Mungkin wartawan akan mengalami
tekanan bila disuruh menjadi ahli. Mungkin juga mereka akan keberatan menjadi
ahli dengan alasan lebih baik menjadi pengamat saja daripada menjadi wartawan.
Mungkin, bahkan, mereka tidak akan merasa tidak nyaman menjalani pekerjaannya.
Namun, itulah risiko menjadi wartawan yang bisa mengungkapkan konteks masa
depan. Mereka harus tidak pernah berhenti belajar.

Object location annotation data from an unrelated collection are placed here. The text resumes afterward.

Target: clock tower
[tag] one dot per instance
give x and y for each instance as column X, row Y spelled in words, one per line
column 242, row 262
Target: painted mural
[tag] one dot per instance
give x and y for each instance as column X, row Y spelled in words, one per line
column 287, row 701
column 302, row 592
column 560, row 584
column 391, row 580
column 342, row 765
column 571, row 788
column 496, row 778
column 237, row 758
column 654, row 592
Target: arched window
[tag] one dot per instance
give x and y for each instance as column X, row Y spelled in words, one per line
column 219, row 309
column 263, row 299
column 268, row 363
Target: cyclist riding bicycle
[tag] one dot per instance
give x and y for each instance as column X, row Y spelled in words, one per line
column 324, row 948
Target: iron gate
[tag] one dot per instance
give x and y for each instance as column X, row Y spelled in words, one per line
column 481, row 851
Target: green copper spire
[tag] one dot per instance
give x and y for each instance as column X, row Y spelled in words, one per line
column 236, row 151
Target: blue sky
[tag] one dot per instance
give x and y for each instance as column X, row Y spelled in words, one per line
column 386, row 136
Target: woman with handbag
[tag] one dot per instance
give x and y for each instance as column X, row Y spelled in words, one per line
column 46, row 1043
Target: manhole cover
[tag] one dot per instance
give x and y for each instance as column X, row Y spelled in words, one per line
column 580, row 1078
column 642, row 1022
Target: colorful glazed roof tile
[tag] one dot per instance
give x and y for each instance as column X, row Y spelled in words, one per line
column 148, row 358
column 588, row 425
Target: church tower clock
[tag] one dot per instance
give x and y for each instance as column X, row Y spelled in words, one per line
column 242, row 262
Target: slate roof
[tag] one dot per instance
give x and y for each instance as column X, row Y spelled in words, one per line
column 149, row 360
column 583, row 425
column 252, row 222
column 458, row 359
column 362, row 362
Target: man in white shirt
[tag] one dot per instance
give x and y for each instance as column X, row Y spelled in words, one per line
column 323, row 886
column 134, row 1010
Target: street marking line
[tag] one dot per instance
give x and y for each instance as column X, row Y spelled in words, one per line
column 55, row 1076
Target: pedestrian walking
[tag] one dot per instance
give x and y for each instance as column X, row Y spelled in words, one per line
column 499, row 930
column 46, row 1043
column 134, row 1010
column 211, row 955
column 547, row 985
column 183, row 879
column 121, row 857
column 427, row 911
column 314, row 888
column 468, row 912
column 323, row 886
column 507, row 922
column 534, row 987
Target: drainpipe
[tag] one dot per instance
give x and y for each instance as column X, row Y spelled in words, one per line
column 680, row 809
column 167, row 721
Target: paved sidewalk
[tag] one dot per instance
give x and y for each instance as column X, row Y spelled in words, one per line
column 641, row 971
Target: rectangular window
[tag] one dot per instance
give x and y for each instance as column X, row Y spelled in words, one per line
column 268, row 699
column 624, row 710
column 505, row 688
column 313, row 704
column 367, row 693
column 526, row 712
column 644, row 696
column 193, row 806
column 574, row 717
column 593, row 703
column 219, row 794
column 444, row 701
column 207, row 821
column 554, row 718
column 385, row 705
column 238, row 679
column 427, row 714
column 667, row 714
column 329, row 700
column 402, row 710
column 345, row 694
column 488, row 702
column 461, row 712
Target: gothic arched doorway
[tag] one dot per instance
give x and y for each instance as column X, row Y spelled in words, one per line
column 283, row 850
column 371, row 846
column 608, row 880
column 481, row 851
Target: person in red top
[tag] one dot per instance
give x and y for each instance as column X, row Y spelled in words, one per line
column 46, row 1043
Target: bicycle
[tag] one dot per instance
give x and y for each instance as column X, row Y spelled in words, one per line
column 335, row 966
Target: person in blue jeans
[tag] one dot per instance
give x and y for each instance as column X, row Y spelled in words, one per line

Dalam bahasa lain, wartawan bisnis
harus keluar dari comfort zone.
Mereka harus mengejar keterampilan tertinggi yang mungkin mereka capai. Perkara
apakah kelak media tempat mereka bekerja akan menghargainya atau tidak, itu
perkara lain. Mereka tidak perlu membayangkannya. Urusan mereka adalah memiliki
keterampilan tertinggi sebagai wartawan.
Sisanya serahkan saja kepada media pers tempat mereka bekerja.
Menilik kenyataan di Indonesia, memang
tidak mudah bagi profesi apa saja untuk keluar dari comfort zone-nya. Kenyataan ini pernah disinyalir oleh Rhenald
Kasali dalam buku Self Driving: Menjadi
Driver atau Passanger? sebagai berikut: “Salah satu persoalan berat yang
dihadapi bangsa ini dalam menghadapi perubahan adalah rendahnya kemampuan kita
untuk keluar dari comfort zone” (hal
23). Pertanyaanya lantas, apakah wartawan bisnis hanya ingin meniru orang yang
tidak bersemangat untuk keluar dari comfort
zone? Tidak, bukan.
3. Menulis berita dengan empati yang tinggi.
Secara umum empati bermakna keadaan mental yang membuat seorang
individu mengidentifikasikan dirinya
sama dengan orang atau kelompok lain. Seorang wartawan disebut mampu menulis
berita dengan empati yang tinggi kalau dia bisa menulis berita yang sesuai
dengan perasaan dan pikiran khalayaknya. Pengertian ini menjadikan wartawan
bisnis harus tahu persis perasaan dan pikiran khalayaknya.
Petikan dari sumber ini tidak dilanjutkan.